Cities are now getting on the the Digital Services team bandwagon too. I’m proud to say that Code for America alums are behind a few of them. With the help of Ashley Meyers, a Code for America alumna serving as a Product Manager for the city, San Francisco just adopted a Digital Services Roadmap which calls for the appointment of a Digital Services Officer. Alicia Rouault, a CfA staffer and a 2012 fellow before that, recently stepped up to lead Metro Boston’s new Digital Services Group, housed inMAPC’s Data Services Department, serving 101 cities and towns in the Boston area. This is the first position of its kind in regional government in the country, and presents anopportunity to scale regionally without losing a localized approach to digital services.

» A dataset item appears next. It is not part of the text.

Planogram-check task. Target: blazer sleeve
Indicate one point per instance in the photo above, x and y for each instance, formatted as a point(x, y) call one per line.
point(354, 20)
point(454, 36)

In cities where the basic needs are met (email is up, payroll goes out on time, etc), some CInfOs are building great digital services right along side back office and mission IT and infrastructure. The CIO of Boston, Jascha Franklin-Hodge, has a decidedly civic tech background, as one of the founders of Blue State Digital, and has handled both the traditional CIO duties and made great digital services a priority, bringing in Lauren Lockwood as the Chief Digital Officer, reporting to him. Jonathan Feldman in Asheville, NC, has similarly handled the nuts and bolts of Asheville’s infrastructure while leading his team to create great customer experiences like Simplicity . But the need to create a separate unit for digital services is a reflection of how hard this can be to do within the priorities of a CIO office. In cities where the leadership feels particularly behind the eight ball because the basics don’t work, those conflicting priorities can make for a difficult search for a technology leader. Leadership knows they are looking for a change agent; they know the game most government CIOs have been playing is a losing one, and they’re looking for someone eager and able to play by a different set of rules with vendors, procurement, hiring, and more. But when that role is framed as a CInfO, it’s likely that the first priority of the job will be to negotiate large contracts for infrastructure and back-office with incumbent vendors. You might as well stamp the position description with “change agents need not apply.”

So if you’re a government leader hoping to recruit a senior technology leader who will bring your city/state/agency into the 21st century, what position SHOULD you be hiring? Obviously, that is going to depend on your circumstances. In the end, it may not matter all that much what you call the top technology job in government if you’re clear on what you want that person to do and what authority he/she is going to need to get it done. In most cases, you should consider recruiting two top people who have some combination of responsibility across the four domains we started with. If they are like-minded and clear on who’s got the ball on which reforms, it may not matter who reports to whom. If you can’t be sure of that, reporting structure may matter a lot. In some cases, you will find a great Chief Digital Services Officer who is happy to report to a CIO because that person will give them air cover they could not otherwise get. In some cases, you can get a find a Director of IT, likely focused on back office and infrastructure, who is happy to report to a Chief Digital Officer because IT will get more visibility as it’s more clearly connected to public wins. The one deadly combination is one leader protective of the status quo, and another hell-bent on modernization.

Getting the responsibilities, skills, leadership characteristics, and reporting structures right is a necessary step to recruiting the right person or people. Ideally, the process of figuring that all out would start before the search has begun, but in most cases that I see it doesn’t, and that’s okay. This is pretty new territory for government leadership, so figuring it out while doing it is to be expected. The only thing that IS deadly is NOT reacting to what you learn doing the process.